Una isla de acantilados blancos

Sin saber por qué, recordaba una isla de fascinantes acantilados blancos

Esta tarde, sin saber por qué, recordaba una isla de fascinantes acantilados blancos, Rügen, la mayor isla de Alemania, adonde íbamos en mi niñez a pasar las vacaciones de verano.

Las rocas blancas cretáceas, contra las que se estrella el mar Báltico o del Este, un mar casi siempre gris como el cielo lleno de nubes, con una estrecha franja de playa, en la que yo buscaba caracoles o jugaba construyendo castillos de arena.

A poca distancia del mar estaba nuestra casa tras un trigal, a la que no se miraba desde la playa cuando estaba crecido el dorado trigo salpicado de amapolas. Al mediodía estaba tibio el mar y nos tumbábamos con mi madre al sol o nadábamos en unas aguas mansas, cercanas a un pueblito llamado Mugliz, de pescadores y campesinos.

En la playa mi madre se ponía a inventar cuentos de hadas, reinas o princesas y también de pescadores, navegantes y piratas con sus aventuras. Acostados sobre la arena el mar llegaba hasta nuestros pies y el trigal se ondulaba con el viento. A veces caminábamos a lo largo del mar con pies descalzos que se hundían en la arena suave y caliente.

Caminábamos y hablábamos. Ahora aquellos diálogos se repiten en mi memoria de los días aquellos. ?La gata color de miel ha parido tres gatitos?, decía mi madre. ?A la ciudad no nos podemos llevar a los gatos?, insistía papá, pero al retornar a Berlín yo había escondido un gatillo, color de miel, en mi bolsa de mano. Era tan pequeñito que cabía en ella. ?¿Para qué quería el gato?, preguntó medio enfadado mi padre, pero sus enojos pasaban pronto.

La tarde iba cayendo y el recuerdo volvía a la isla y al gatillo. En Guatemala tengo otro gato color de miel, Pepito Darlee, que ya es muy viejito y enfermo y temo que no me va a durar. Qué sentido tiene querer a algo o alguien si todo se lleva el viento. Cuando comenzó la segunda guerra mundial sobre la isla Ruegen, de unos 930 kilómetros, se escuchaba el zumbido de aviones invisibles, cargados de bombas, que los ingleses arrojaban sobre las cercanas ciudades alemanas Stralsund, Greifswald, Rostock, etc.
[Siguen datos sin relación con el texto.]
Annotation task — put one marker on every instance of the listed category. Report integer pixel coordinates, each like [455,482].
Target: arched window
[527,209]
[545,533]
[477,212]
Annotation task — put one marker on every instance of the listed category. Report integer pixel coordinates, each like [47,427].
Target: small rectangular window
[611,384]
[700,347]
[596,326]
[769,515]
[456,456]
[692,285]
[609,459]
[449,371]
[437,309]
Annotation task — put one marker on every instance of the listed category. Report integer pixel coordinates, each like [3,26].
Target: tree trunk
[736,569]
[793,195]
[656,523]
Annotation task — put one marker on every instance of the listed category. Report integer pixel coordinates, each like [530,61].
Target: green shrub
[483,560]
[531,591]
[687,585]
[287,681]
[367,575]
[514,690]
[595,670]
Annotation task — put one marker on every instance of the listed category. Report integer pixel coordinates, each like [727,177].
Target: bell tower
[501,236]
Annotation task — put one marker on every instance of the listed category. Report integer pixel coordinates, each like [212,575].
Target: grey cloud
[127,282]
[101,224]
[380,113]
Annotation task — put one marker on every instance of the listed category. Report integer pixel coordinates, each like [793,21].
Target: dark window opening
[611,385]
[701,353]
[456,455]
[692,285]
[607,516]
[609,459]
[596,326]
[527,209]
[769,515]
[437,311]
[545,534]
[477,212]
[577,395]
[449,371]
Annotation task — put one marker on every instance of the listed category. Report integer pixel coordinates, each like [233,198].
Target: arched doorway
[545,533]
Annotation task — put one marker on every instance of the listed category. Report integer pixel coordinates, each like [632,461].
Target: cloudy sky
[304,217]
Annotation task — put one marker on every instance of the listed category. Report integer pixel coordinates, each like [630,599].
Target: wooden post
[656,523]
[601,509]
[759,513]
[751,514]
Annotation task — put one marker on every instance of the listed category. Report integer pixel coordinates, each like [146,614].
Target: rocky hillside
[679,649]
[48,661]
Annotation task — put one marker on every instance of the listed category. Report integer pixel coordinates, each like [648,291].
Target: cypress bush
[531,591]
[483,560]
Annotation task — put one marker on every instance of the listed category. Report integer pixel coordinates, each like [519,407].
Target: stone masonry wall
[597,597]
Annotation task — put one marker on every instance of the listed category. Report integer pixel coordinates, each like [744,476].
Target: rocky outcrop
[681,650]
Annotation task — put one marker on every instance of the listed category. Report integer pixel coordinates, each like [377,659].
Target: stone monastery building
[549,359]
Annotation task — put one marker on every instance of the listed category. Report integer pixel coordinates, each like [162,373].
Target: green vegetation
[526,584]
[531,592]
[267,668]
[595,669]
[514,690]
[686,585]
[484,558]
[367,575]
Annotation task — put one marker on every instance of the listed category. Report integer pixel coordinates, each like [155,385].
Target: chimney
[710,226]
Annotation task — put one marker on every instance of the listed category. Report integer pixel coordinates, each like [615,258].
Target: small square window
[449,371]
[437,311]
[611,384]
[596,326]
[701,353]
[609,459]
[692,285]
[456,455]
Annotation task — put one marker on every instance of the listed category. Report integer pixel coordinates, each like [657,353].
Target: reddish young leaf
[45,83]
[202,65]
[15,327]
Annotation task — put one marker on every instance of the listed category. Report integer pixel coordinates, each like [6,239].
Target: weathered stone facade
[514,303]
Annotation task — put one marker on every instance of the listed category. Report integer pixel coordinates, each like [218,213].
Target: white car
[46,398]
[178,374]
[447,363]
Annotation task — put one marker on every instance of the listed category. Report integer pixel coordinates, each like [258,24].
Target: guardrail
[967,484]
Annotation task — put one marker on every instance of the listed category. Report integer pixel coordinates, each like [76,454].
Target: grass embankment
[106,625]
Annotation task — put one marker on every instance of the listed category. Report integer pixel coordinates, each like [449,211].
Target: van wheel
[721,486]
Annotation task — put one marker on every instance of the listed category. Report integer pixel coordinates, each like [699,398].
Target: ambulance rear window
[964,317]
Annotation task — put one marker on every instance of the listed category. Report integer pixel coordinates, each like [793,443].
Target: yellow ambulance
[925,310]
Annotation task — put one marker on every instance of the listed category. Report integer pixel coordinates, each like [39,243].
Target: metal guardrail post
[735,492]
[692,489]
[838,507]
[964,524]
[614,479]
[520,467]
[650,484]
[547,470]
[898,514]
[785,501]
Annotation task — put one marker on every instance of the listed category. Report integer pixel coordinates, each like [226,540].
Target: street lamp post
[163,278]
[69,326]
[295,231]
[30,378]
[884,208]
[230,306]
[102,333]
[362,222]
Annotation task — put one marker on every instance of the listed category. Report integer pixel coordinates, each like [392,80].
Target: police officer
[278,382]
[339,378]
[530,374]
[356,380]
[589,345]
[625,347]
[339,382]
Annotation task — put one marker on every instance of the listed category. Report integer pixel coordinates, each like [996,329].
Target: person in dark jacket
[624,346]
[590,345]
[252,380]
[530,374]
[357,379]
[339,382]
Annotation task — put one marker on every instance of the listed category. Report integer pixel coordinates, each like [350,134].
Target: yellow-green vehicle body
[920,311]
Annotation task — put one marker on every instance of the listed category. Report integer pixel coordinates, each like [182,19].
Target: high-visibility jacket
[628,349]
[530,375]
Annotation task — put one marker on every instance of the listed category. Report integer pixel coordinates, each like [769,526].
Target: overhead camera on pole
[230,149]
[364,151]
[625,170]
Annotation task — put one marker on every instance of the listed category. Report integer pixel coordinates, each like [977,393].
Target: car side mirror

En las noches todo permanecía oscurecido y las ventanas de las casas tenían cortinas negras. Todos teníamos pavor a las noches de plenilunio. Siguió mucho tiempo la guerra, de la que no me había hablado mi madre contándome cuentos de hadas, y siguió muriendo la gente.

Luego mis padres me mandaron a España con doce años, porque España era un país neutral. El Mediterráneo de la Costa Brava catalana es un mar espléndido en una intensa luz del sol, y con el paisaje de pequeñas bahías con olor a pinos verdes, pero la isla Rügen, con sus solitarios acantilados blancos hechos de roca cretácea o pizarra jamás se ha marchado de mi memoria.